MTA chief knew about Hudson Yards station’s problems earlier

Thomas Prendergast, chairman and chief executive of the MTA, right, speaks during a panel discussion with John Degnan, chairman of the Port Authority of New York and New Jersey, on Tuesday, March 22, 2016. Prendergast says he may have known the Hudson Yards subway station had issues prior to his current position. Credit: Bloomberg / Chris Goodney
The head of the MTA said Wednesday he could not remember exactly when he learned the new subway station at Hudson Yards on the West Side of Manhattan had a leaking roof and other problems.

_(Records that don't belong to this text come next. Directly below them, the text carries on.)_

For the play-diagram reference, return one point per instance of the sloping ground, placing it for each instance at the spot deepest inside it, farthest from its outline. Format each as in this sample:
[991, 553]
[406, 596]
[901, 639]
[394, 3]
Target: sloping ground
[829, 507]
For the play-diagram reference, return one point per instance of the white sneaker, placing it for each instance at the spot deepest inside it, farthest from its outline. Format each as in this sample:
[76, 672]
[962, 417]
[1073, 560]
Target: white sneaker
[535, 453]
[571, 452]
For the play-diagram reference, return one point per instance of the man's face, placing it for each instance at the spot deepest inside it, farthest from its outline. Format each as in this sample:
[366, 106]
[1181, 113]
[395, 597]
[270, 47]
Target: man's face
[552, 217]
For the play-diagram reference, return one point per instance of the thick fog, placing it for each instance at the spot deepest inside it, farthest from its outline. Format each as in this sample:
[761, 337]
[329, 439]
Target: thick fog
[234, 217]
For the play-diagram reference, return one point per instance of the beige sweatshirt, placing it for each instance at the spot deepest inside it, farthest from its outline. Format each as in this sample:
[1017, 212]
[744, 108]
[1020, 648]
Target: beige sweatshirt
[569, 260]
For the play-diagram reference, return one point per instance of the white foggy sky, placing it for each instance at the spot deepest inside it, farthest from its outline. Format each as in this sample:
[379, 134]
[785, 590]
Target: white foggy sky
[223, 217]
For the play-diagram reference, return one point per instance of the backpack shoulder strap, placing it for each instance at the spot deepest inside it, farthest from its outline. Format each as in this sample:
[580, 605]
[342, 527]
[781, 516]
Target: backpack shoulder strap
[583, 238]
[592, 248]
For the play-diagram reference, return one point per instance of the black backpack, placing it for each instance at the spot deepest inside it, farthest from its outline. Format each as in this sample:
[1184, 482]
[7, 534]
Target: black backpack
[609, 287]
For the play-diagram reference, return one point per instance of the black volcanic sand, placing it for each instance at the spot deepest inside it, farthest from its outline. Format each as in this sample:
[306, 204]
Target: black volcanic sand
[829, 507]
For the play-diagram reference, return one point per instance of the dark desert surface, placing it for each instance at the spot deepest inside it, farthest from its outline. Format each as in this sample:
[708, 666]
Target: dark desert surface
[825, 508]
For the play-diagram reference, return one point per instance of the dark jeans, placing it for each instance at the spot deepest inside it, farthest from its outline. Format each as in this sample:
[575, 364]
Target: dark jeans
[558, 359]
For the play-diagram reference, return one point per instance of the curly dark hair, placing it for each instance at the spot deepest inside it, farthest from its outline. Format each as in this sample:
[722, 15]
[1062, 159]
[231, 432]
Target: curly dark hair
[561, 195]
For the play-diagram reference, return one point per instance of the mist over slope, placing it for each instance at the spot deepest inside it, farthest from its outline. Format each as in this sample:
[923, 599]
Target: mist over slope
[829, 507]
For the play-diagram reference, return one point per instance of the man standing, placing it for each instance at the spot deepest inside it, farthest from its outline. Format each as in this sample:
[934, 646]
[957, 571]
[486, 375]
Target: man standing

“I’m trying to remember,” MTA President and Chief Executive Thomas Prendergast said after the agency’s monthly meeting in Lower Manhattan.
He said some problems might have come to his attention earlier, when he was president of the Transit Authority from 2009 through the end of 2012.
Other problems might have come to his attention since he took over the MTA on Jan. 1, 2013, he said.
The station at 34th Street and 11th Avenue opened in September. It is a gleaming terminal for the $2.4 billion, 1.5 mile extension of the No. 7 line, which had ended at Times Square.
A published report a week ago revealed that the roof leaks badly, and several members of the MTA’s Transit and Bus Committee said at their monthly meeting Monday that they had not been informed of the problems.
“So what I knew and remembered as both the president of transit and now as the chairman and CEO could be distinctly different from what other board members remember,” Prendergast said Wednesday. “And it’s important for me as the CEO and as the chairman to give them the information they need to keep track of it.”
He said a review of the problems at the station by the agency’s independent engineer, which he ordered Monday, should be done within 30 to 60 days.
Published reports about shuttered bathroom and inoperative escalators at the Hudson Yards station were not connected to the leaks, Michael Horodniceanu, president of MTA Capital Construction, said Monday.
He said the bathrooms were closed because of “blockages” that often occur in public facilities, and the escalator that was broken was under warranty and had been fixed.
He said the firm that built the station, Yonkers Contracting, would pay all cost of the roof repair.